Robe MegaPointes and Kinetic Lights custom moving mirrors were at the core of the design (photo: Graham Tolbert)
USA - Michael Brown is a lighting designer who loves to experiment and take some creative risks in the quest for imagining new and exciting performance environments and that’s exactly what he did for the US leg of Bon Iver’s recent tour, part of the campaign for new album i, i, where 49 x Robe MegaPointes and 25 x Kinetic Lights custom moving mirrors were at the core of his design combining the diverse visual disciplines of art, architecture and concert lighting.
Michael has worked with the band since 2012, following a chance backstage encounter a few years earlier with lead singer Justin Vernon. It’s been a fertile and stimulating partnership, for which they implicitly trust in his creative judgment.
He first encountered the Kinetic Lights winch system in 2017 while researching cool art projects for the Eaux Claires Festival in Wisconsin for which he was the creative director/ visual arts curator for all four years - 2015 to 2018 - that the event has run so far.

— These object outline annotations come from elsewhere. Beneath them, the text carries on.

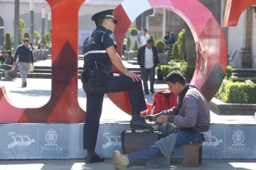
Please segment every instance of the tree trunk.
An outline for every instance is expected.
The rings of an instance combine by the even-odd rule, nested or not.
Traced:
[[[187,49],[186,58],[187,62],[187,67],[195,67],[197,58],[195,40],[187,24],[185,24],[185,30],[186,30],[186,49]]]

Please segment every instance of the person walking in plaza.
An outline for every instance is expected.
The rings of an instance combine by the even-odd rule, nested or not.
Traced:
[[[113,32],[117,21],[112,13],[113,9],[109,9],[92,16],[97,28],[83,43],[84,65],[81,80],[87,96],[83,126],[83,149],[88,151],[86,163],[105,160],[94,150],[105,94],[127,90],[132,113],[130,127],[150,126],[140,117],[140,112],[147,108],[140,76],[125,67],[116,51]],[[123,74],[113,74],[112,64]]]
[[[5,50],[2,50],[2,55],[0,56],[0,64],[3,64],[6,57],[7,57],[6,51]]]
[[[7,50],[7,57],[2,65],[0,66],[0,68],[4,70],[10,70],[11,66],[13,63],[13,57],[12,56],[12,52],[10,50]]]
[[[19,45],[14,54],[13,66],[18,58],[18,67],[22,80],[21,87],[26,87],[26,77],[30,70],[31,64],[34,64],[33,49],[30,45],[30,39],[26,38],[23,44]]]
[[[113,165],[116,170],[142,163],[146,163],[148,168],[169,168],[173,148],[201,144],[210,139],[210,109],[203,94],[195,86],[187,85],[179,71],[169,73],[166,81],[168,89],[179,96],[178,103],[169,110],[145,117],[159,125],[159,131],[165,137],[147,149],[127,155],[113,151]]]
[[[150,36],[149,34],[148,34],[148,30],[144,29],[143,35],[141,37],[141,41],[140,41],[140,46],[145,45],[149,39],[150,39]]]
[[[149,39],[147,44],[139,48],[137,61],[140,67],[145,94],[149,94],[148,87],[149,76],[150,80],[150,92],[154,94],[154,84],[155,67],[160,66],[160,62],[159,60],[157,49],[154,46],[154,42],[151,39]]]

Bon Iver’s Justin Vernon and Aaron Dessner from The National are the main curators - for music and all aspects - of the entire festival.
Christopher Bauder and WHITEvoid - the company presenting the project side of his work – had a lot more experience of utilizing the kit, and both Justin Vernon and Bon Iver’s production manager James Dean were also onboard.
The 3D geometry that defined the band’s touring lighting rig was created by five identical overhead chevron trusses comprising 32ft long wings connected by a 90-degree corner block, which resembled a diamond from the audience perspective and mirrored a diamond-shaped layout of the band risers onstage down below . . . with no one on the central plane.
The 25 custom diamond-shaped Kinetic Lights LED-outlined mirrors, each suspended on three of their proprietary winches, flew below the chevrons - in five vertical rows of five - able to move up / down / pan / tilt in any direction, controlled by their own KLC control software, developed specially for this purpose.
Then there were two grids of MegaPointes at the core of the rig. A row of 21 fixtures formed a U-shape around the winches with another 21 echoing the same positions on the floor, and all these fixtures were mapped onto the mirrors. The other seven MegaPointes were on the floor aligned directly below certain mirrors.
All the flown elements were sub-hung from a mothergrid installed into the arenas to ensure millimeter precision for each gig.
Lighting - for the MegaPointes plus a number of other moving lights and LED battens and strips - was controlled via a grandMA2 console which was also triggering the KLC computer for the winch movements.
Lighting equipment, all the associated rigging and the set risers were supplied out of rental specialist Clearwing’s Milwaukee shop, with the mirrors and winches a rental from Kinetic Lights in Germany.